Neckholder - Bügelbikini - Monokini - Trikini.

bikini crochet beachwearKaum ein Kleidungsstück brachte in der Geschichte der Menschheit eine dermaßen moralische Entrüstung mit sich. Und wohl kein Kleidungsstück kommt mit weniger Stoff aus – die Rede ist vom Bikini. Als Bikini wird eine zweiteilige Badebekleidung für Frauen bezeichnet. In den 60er-Jahren schaffte diese Bekleidung den Durchbruch, getragen wurde der Bikini aber schon von den Römerinnen vor zwei Jahrtausenden. Nach dem zerstörten Bikini-Atoll benannt, prägt das „Land der Kokosnüsse“ das Bild zahlreicher Strände der aktuellen Zeit und bieten Spielraum für Männerfantasien.
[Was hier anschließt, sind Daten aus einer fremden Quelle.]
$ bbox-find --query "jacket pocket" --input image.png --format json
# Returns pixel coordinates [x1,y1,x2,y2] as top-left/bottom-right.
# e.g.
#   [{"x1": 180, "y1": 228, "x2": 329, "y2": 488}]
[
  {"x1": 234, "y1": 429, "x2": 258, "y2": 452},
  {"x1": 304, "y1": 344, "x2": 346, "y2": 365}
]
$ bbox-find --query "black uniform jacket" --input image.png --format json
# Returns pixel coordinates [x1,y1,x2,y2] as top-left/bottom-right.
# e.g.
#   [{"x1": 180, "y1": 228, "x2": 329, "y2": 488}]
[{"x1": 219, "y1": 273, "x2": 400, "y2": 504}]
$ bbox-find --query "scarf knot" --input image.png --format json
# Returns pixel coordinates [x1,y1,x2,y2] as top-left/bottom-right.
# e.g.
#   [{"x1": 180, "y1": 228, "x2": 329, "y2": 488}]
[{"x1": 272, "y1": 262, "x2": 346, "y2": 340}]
Zwischen der Erfindung und der Durchsetzung lagen Jahrzehnte der sexuellen Revolution und der Weiterentwicklung. Erst als in den 1960ern der neue Werbeslogan „Sex sells“ aufkommt, wird die Bikinieuphorie unaufhaltsam. Inzwischen gibt es zahlreiche Arten von Bikinis, wie sie kaum verschiedener sein könnten: Der Bügelbikini, Neckholderbikini, aber auch der Trikini (Verbindung von String, Top und Rock) und auch der einteilige Monokini.

bikini Aus dem Englischem von Nacken (neck) und halten (hold) hat der Neckholder-Bikini seinen Namen, denn der Bikini wird nicht wie typischerweise am Rücken geschlossen, sondern am Nacken. Damit bietet diese Art von Bikini eine weitestgehend freie Ansicht auf den Rücken und als positiven Nebeneffekt noch einen Push-up fürs Dekolleté. Allerdings empfiehlt sich der Neckholder nicht für alle Frauen: Besonders Frauen mit großen Brüsten können vom Neckholderbikini profitieren, denn meistens sind die Träger hier relativ breit. Dies bedeutet: Er eignet sich besonders zum Halten von großen Brüsten. Die Vorteile des Neckholderbikinis haben bis heute bereits viele Frauen entdeckt. Eine davon ist beispielsweise die Sängerin Beyonce, die bereits im Sommer 2007 in Monaco mit einem solchem Modell zu sehen war.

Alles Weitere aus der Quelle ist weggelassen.